Why are multi-dimensional arrays in .NET slower than normal arrays?
Edit: I apologize everybody. I used the term "jagged array" when I actually meant to say "multi-dimensional array" (as can be seen in my example below). I apologize for using the incorrect name. I actually found jagged arrays to be faster than multi-dimensional ones! I have added my measurements for jagged arrays.

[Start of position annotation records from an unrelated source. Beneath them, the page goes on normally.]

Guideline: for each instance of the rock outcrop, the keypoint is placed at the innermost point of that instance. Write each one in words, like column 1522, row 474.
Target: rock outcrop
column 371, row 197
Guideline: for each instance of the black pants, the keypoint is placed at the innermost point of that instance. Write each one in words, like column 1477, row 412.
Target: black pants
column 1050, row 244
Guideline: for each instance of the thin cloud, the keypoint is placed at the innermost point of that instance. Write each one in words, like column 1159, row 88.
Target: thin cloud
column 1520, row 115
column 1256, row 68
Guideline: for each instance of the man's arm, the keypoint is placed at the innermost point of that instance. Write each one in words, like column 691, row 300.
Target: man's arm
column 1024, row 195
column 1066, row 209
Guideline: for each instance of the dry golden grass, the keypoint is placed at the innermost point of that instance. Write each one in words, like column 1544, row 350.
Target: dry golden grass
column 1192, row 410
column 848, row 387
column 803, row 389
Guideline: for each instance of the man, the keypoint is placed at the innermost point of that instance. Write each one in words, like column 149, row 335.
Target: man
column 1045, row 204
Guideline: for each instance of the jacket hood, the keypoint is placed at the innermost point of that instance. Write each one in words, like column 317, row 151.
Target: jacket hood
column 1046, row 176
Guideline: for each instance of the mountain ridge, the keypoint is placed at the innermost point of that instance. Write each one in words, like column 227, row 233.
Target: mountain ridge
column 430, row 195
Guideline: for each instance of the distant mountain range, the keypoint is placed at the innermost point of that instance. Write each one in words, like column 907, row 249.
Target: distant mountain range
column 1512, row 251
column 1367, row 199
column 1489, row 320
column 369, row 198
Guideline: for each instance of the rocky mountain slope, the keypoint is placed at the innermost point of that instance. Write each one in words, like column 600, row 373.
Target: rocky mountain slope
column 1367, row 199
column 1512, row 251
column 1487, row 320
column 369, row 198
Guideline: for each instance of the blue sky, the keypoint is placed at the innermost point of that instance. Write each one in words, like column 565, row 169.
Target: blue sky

I was trying to use a jagged multi-dimensional array today, when I noticed that it's performance is not as I would have expected. Using a single-dimensional array and manually calculating indices was much faster (almost two times) than using a 2D array. I wrote a test using 1024*1024
arrays (initialized to random values), for 1000 iterations, and I got the following results on my machine:
sum(double[], int): 2738 ms (100%)
sum(double[,]): 5019 ms (183%)
sum(double[][]): 2540 ms ( 93%)
This is my test code:
public static double sum(double[] d, int l1) {
// assuming the array is rectangular
double sum = 0;
int l2 = d.Length / l1;
for (int i = 0; i < l1; ++i)
for (int j = 0; j < l2; ++j)
sum += d[i * l2 + j];
return sum;
}
public static double sum(double[,] d) {
double sum = 0;
int l1 = d.GetLength(0);
int l2 = d.GetLength(1);
for (int i = 0; i < l1; ++i)
for (int j = 0; j < l2; ++j)
sum += d[i, j];
return sum;
}
public static double sum(double[][] d) {
double sum = 0;
for (int i = 0; i < d.Length; ++i)
for (int j = 0; j < d[i].Length; ++j)
sum += d[i][j];
return sum;
}
public static void Main() {
Random random = new Random();
const int l1 = 1024, l2 = 1024;
double[ ] d1 = new double[l1 * l2];
double[,] d2 = new double[l1 , l2];
double[][] d3 = new double[l1][];
for (int i = 0; i < l1; ++i) {
d3[i] = new double[l2];
for (int j = 0; j < l2; ++j)
d3[i][j] = d2[i, j] = d1[i * l2 + j] = random.NextDouble();
}
//
const int iterations = 1000;
TestTime(sum, d1, l1, iterations);
TestTime(sum, d2, iterations);
TestTime(sum, d3, iterations);
}
Further investigation showed that the IL for the second method is 23% larger than that of the first method. (Code size 68 vs 52.) This is mostly due to calls to System.Array::GetLength(int)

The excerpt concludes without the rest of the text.